PHS Junior Hoping to Make Waves in Powerlifting Scene


Charlie Ruckle, PaperClip Staff/Writer

Jackson Shackleford, a junior at Portsmouth High School, is a powerlifter who is hoping to make a big name for himself. 

After getting his license on his 16th birthday, Shackleford started working out at the gym regularly, but didn’t consider competing in powerlifting until months later. His fitness journey started at Planet Fitness, where he worked out after school and on weekends six days per week for roughly six months. 

Next, he moved to Vanguard Key Card Club.  It was not until he made his last move to Flighthouse Gym in Rye that he began powerlifting. He claims that working out in a quality gym makes a huge difference and paying a little more for that experience is worthwhile for him.

Last weekend, with hundreds of people in attendance, Shackleford competed in a powerlifting competition in Salem, New Hampshire where he fell just short of qualifying for Nationals. 

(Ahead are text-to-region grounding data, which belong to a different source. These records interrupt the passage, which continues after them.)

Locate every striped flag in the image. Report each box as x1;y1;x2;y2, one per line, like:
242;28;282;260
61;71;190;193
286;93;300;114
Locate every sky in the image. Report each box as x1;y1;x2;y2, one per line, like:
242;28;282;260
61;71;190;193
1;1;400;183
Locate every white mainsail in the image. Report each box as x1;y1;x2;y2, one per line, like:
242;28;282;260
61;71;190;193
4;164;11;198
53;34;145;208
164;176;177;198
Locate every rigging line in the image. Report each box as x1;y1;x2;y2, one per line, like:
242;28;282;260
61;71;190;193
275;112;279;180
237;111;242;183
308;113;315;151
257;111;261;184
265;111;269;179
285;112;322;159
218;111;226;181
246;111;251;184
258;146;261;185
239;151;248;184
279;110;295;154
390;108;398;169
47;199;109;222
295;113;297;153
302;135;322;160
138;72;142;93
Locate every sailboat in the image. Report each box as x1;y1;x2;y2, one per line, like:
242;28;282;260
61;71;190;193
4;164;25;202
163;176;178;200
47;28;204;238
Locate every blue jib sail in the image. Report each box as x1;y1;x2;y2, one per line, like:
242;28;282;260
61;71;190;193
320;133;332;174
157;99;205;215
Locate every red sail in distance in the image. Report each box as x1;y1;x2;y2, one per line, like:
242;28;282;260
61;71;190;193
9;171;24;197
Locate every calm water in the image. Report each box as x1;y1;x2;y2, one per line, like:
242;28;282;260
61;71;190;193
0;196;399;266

The competition is divided into classes by age, weight, and gender.  Despite putting up impressive numbers with a 405 lb. squat, 255 lb. bench press, and 475 lb. deadlift, his weight was half a pound above what he needed to qualify, putting him in a different weight category.  

Shackleford said the news was “disappointing” but he “was happy with how he performed and said that he is just going to keep striving to improve and get stronger.”

Shackleford found his inspiration to start powerlifting online from a body builder named Golden Boy who made him believe that his passions were possible. Golden Boy started lifting weights at a young age just like Shackleford, and has made a successful career for himself, creating content and competing. 

Shackleford now finds his motivation from his friends and family. He said, “my mom is his biggest supporter. She is always there to encourage me”. He said lots of his friends and peers tease or rib him about his intensity for the sport, and he uses that as motivation wanting to prove them wrong.

Shackleford does not have a trainer or coach. He does all of his research on his own. He said that he enjoys researching and learning about Powerlifting. Whether that is a new technique, exercises, form, or diet, he enjoys studying it all. 

He stated that it’s “mostly trial and error, you have to see what works for you and what doesn’t”. It’s also about what exercises you enjoy doing, and which ones you do not. 

Shackleford usually works out with a partner, Cam Worster, also a PHS junior, and they both push each other to their limits in hopes of improving. When asked, Worster described Shackleford as “determined and hardworking”. He stated that they both have goals and try to help each other achieve them.

Shackleford’s goals for powerlifting are to continue to attend meets and possibly join a Powerlifting team in college. Powerlifting is not a major college sport, but you can still join and even receive scholarships. It is not run through the NCAA, but instead by USA Powerlifting. Scouts for these programs attend meets and look for prospects. So if Shackleford continues to improve and does well competing at meets, his hopes will be high.

Powerlifting is considered a relatively new sport and has only been around since the 1960s. It became an official sport in 1972. Yet, it is considered one of the fastest growing sports and many believe that it should and will have a future in the Olympics. Shackleford agrees with this and hopes the sport can grow and have some sort of professional competing route.